Dale Trader's heart sank when he looked across his shady Pasadena street one day and spotted workers wrapping a classic California bungalow in layers of chicken wire and thick, black tar paper.
Another house was about to be stuccoed.
Trader rushed across the street to dissuade his neighbors from covering their home's wood siding. "It's a shame you are doing that," he told the Vietnamese-born couple, who listened politely before allowing workers to smear a layer of stucco over their 80-year-old cottage.
"We lost another [house]," Trader said later in an interview, "and it's probably not ever going to be brought back."
The exchange between Trader--a film executive as well as a preservation activist--and his neighbors on Rio Grande Avenue is only one minor tiff in a much broader conflict being waged in older neighborhoods across metropolitan Los Angeles.
Here in these mostly working-class enclaves, passionate preservationists are clashing with a rising number of lower-income immigrant home buyers. At issue is the area's dwindling inventory of Craftsman-style bungalows and Victorian cottages--humble abodes that offered an earlier generation a chance to live in single-family homes on a scale never before seen in this country.
Today, sheathed in redwood siding and shingles, these architectural relics stand out in a Southern California landscape awash in stuccoed tract homes and mini-malls. But the upkeep can be so costly that stucco is seen as a good way to cut down on maintenance expenses.
In some ways the struggle against stucco echoes the battles waged decades ago in eastern cities over the installation of aluminum and vinyl siding over old brick houses--a covering widely derided as declasse.
Stuccoing is "a tremendous atrocity," said Rafael Garcia, who has spent nearly 40 years trying to save turn-of-the-century Victorian-style homes near USC. "I hate people who stucco."
Although there is no accurate record of how many bungalows in metropolitan Los Angeles have been stuccoed, preservationists believe that the number runs in the thousands. Local building permits are required to stucco a house, but approvals are granted routinely.
As a result, preservationists and their allies have launched concerted efforts to save neighborhoods from the stucco make-overs.
They have distributed bilingual brochures titled "Deberia Emplastar Mi Casa de Madera?" (Should I Stucco My Wood House?) in the heavily Latino neighborhoods of Highland Park, Pasadena and Long Beach.
Their answer: an emphatic "No" in both languages. Instead, the brochure says that a properly maintained house with wood siding will look better and sell for more money than one that has been stuccoed.
The anti-stucco campaign has also illuminated--and in some cases magnified--the differences in race, culture and class that cut across many Southern California communities. The demands of upper- and middle-class residents to preserve old homes often comes across as condescending and meddlesome to many immigrant homeowners.
"How do you expect them to bring [older homes] back to life when they don't have the cash?" said Robert Silva, office manager for Las Casas Realty, which sells many homes to Latino immigrants in Highland Park and South-Central Los Angeles. "It takes money to restore these homes."

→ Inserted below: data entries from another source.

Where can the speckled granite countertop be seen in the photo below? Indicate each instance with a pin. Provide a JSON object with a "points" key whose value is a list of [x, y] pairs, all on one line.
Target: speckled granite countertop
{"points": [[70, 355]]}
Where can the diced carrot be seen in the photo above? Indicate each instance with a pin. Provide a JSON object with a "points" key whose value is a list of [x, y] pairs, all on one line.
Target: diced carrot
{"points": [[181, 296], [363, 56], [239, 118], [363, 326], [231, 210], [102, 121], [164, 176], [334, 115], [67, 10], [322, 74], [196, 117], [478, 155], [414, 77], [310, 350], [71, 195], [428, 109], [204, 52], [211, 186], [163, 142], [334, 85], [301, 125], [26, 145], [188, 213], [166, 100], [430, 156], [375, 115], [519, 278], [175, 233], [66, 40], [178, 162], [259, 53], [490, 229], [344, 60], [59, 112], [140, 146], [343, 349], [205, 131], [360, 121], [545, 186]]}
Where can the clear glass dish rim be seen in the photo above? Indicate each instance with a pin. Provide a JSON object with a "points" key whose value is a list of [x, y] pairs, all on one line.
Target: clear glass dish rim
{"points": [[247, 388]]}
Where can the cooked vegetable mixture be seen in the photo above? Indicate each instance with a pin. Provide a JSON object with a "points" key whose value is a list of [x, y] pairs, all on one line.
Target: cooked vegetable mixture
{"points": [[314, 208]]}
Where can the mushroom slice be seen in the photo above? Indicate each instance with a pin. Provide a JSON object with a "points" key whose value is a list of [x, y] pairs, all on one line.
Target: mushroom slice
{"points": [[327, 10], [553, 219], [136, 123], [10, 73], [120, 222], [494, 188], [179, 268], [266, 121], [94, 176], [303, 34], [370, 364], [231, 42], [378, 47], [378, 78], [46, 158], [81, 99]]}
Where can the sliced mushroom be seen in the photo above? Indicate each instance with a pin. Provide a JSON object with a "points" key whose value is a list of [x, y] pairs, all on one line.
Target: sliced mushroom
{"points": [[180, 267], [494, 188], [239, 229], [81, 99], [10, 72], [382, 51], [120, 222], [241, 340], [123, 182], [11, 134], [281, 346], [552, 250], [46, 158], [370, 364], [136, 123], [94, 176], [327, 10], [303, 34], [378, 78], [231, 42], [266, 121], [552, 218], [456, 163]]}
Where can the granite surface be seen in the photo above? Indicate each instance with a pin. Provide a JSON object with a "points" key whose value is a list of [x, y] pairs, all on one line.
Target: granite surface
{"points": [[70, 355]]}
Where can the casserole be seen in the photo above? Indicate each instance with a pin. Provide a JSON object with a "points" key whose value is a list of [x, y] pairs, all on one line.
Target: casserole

Old homes have been stuccoed for decades by different groups of people, but the issue has come to a head in recent years as one by-product of the influx of Latino and Southeast Asian immigrants into the Southern California housing market. Plunging prices during the recession made homes far more affordable, and immigrants could find old, two-bedroom homes for under $80,000.
Most of these homes, quite modest in size and design, have little chance of ever being designated historic landmarks. However, some architectural historians argue that they create a unique historic environment and ambience worthy of protecting when clustered in communities such as Echo Park, Angelino Heights and South-Central Los Angeles.
Built by the scores of thousands, mostly before the Depression, these bungalows and cottages permitted people of modest means to own a single-family home, according to architectural historians.
Factory workers could afford a tiny version of a Colonial-style house--complete with Roman-style columns on the front porch and arched windows over the front door--in South-Central for as little as $500 down.
"That's what set Los Angeles apart," said Christy McAvoy, managing partner of the Historic Resources Group, an architectural preservation firm. "Working-class people [in other major cities] didn't have the opportunity to have their single-family house" on such a large scale.